Из-за рыб Вася Полушкин сюда и пришел. Принес самодельный градусник, фонарь и тетрадку, куда записывал свои научные наблюдения. Крещенская полынья – очень удобное для них место, а Господь простит, это же, как говорит Ипполит Михайлович, в интересах человечества. Теперь он тихо сидел и ждал. Мороз покусывал за уши, едва прикрытые куцей шапкой, да что ему мороз? Он смотрел… Двое выбрались из воды. Постояли, прижавшись друг к другу. Потом начали одеваться. И всего-то! А он смотрел, боясь перевести дыхание, растерянно улыбаясь и смаргивая иней с ресниц.
Когда погасли костер и свечка в храме и никого не стало ни у купели, ни в роще, Вася встал, потопал затекшими ногами, снегом растер уши. Луна зашла за тучу и светила из-за нее белесым глазом. Вася, зажегши фонарь, бродил вокруг полыньи, наклонялся, вглядывался. Ему казалось, что черная вода прозрачна до дна. Большие рыбы ходили в ней, поблескивая перламутровыми боками, поднимались к свету и тоже глядели на Васю.
…На другой день Машенька встала поздно. Иван Парфенович с управляющим отбывали чуть свет; дочь Гордеев будить не велел. Проститься бы надо, конечно, – ну, да не навек расставание. Во дворе суетились слуги, всхрапывали кони, Мефодий и Алеша, как всегда, безмятежно посасывающий трубочку, выслушивали последние хозяйские указания. А Маша спала.
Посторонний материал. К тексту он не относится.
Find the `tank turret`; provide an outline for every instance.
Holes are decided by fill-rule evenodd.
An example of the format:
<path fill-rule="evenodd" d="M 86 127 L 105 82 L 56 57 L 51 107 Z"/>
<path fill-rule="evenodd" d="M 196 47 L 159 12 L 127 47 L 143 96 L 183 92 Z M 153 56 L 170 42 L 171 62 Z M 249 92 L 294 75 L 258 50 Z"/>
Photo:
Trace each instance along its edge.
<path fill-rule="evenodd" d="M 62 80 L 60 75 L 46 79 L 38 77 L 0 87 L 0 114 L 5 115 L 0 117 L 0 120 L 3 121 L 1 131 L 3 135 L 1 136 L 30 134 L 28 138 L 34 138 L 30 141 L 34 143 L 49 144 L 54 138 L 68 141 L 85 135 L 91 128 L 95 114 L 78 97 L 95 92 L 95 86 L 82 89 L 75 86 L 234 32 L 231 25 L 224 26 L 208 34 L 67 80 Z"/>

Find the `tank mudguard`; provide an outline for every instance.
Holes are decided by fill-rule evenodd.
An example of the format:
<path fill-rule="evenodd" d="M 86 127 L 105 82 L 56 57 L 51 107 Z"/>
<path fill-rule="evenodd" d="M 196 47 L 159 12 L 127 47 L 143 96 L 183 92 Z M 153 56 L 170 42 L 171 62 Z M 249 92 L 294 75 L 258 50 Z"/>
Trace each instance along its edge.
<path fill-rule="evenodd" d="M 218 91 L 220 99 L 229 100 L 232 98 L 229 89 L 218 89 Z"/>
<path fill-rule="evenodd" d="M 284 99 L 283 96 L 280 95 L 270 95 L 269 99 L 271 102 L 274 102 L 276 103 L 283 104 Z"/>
Ей снилась синица. Та самая, с рябиной, что в конце лета посулила ей то ли беду, то ли просто неведомое. Она стучала в стекло острым клювом, и Маша все пыталась разглядеть, каким боком птаха к ней повернется. Известно ведь: если правым – жди от судьбы подарков, ну а левым – не взыщи, самой отдавать придется. Может, богатство, может, радость, может, кого из близких, а то и самое себя… Правым, говорила во сне Маша, конечно, правым! Ей хотелось плакать, теми самыми сладкими девичьими слезами, о которых она до сих пор только в романах читала.
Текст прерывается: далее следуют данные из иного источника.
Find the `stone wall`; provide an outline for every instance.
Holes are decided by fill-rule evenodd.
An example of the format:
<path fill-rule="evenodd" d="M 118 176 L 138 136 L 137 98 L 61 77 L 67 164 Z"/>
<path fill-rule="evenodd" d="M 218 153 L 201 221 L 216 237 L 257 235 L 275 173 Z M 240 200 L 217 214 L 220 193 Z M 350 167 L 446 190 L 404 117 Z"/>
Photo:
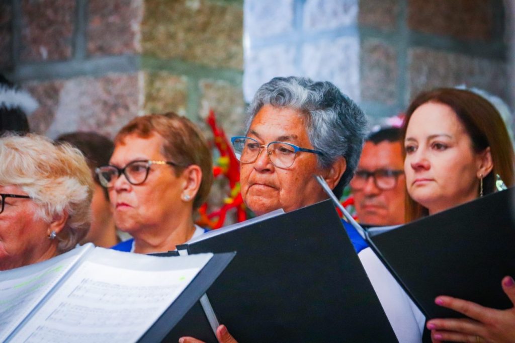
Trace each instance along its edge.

Когда она проснулась, был уже давно день. Солнце светило в окно сквозь морозные узоры. Маша, жмурясь, смотрела на него и очень ясно чувствовала, что и сама она – из тонкого льда, а внутри – солнце. Не расплескать бы…
Она осторожно перевела взгляд на часы – резной деревянный домик с кукушкой внутри. Почти полдень! Уехали уже! Она горько вздохнула: уехали!.. И тут же почувствовала, что улыбается.
Это хорошо, что уехали. Она сейчас встанет, пойдет в церковь и спасибо скажет Богородице. И будет ждать Митю. Тихо-тихо ждать, чтобы не расплескать солнце.